Given the enormous volatility going on in Fairfax's CDS portfolio, I thought i might try to shed some light on the matter. Below are some of the major holdings for a subsidiary, Odyssey Re America, at end of December 2006. Prem has stated that some of these are looking for capital appreciation, while others are to hedge their reinsurance recoverables and business. The ones in bold are the ones I assume were for investment rather than hedging purposes.

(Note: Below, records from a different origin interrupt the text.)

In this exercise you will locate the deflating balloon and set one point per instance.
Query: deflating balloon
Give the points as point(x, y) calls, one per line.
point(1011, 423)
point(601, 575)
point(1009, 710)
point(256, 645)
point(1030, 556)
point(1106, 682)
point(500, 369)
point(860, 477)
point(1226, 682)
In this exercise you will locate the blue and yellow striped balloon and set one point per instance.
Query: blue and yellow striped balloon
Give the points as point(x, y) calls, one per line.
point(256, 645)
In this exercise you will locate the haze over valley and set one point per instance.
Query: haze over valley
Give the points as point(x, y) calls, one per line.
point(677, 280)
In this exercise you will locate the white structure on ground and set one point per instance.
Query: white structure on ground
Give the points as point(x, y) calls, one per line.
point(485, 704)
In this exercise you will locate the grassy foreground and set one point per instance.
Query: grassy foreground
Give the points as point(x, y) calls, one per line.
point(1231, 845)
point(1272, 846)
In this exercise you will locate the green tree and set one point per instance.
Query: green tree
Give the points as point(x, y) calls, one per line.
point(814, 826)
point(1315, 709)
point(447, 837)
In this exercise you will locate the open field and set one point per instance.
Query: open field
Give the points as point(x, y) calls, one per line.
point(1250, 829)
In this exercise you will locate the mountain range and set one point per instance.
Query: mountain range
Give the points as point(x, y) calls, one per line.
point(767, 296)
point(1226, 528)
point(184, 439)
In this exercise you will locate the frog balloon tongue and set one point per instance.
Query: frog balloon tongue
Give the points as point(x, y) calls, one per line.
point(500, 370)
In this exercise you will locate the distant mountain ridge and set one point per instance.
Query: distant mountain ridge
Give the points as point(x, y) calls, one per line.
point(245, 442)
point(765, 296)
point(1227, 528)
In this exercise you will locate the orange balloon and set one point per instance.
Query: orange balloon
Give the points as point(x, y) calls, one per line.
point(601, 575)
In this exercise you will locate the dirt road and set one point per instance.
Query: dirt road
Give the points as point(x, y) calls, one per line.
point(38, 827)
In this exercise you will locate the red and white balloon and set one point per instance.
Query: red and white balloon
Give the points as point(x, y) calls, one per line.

Company / notional amount in millions
Ace Holdings - 110
Allianz France - 130
Societe Generale- 175
Aegon - 105
Swiss Re- 75
Ambac - 110
AIG (?) - 330
Countrywide- 130
Freddie Mac- 235
Hanover - 155
JP Morgan - 75
MBIA - 65
MGIC - 205
PMI Group - 230
Radian - 260
Washington Mutual - 210
XL Capital - 200
Most of the counterparties for these deals are Citibank, Duetsche Bank, and Barclays. I'm particularly glad to see Countrywide, MGIC, PMI, and Radian among the bigger holdings on that list, especially since I'm not too optimistic on their futures and because their debt protection costs have been soaring the past few days. I'll be watching these names closely for updates.
3 comments:
Thanks Nick,
I looked in their annual and couldn't find more information about the swaps by searching for credit default.
Yes, I had to go through US insurance filings in order to find this out. These numbers exclude a lot of the CDS portfolio, but you can assume that the composition is mostly the same across the other Fairfax subsidiaries.
Just one question.
Are the default swaps owned against guarantors (Ambac, MBIA, Radian, MTG) owned against the regulated insurance subsidiary or against the holding company? It makes a big difference.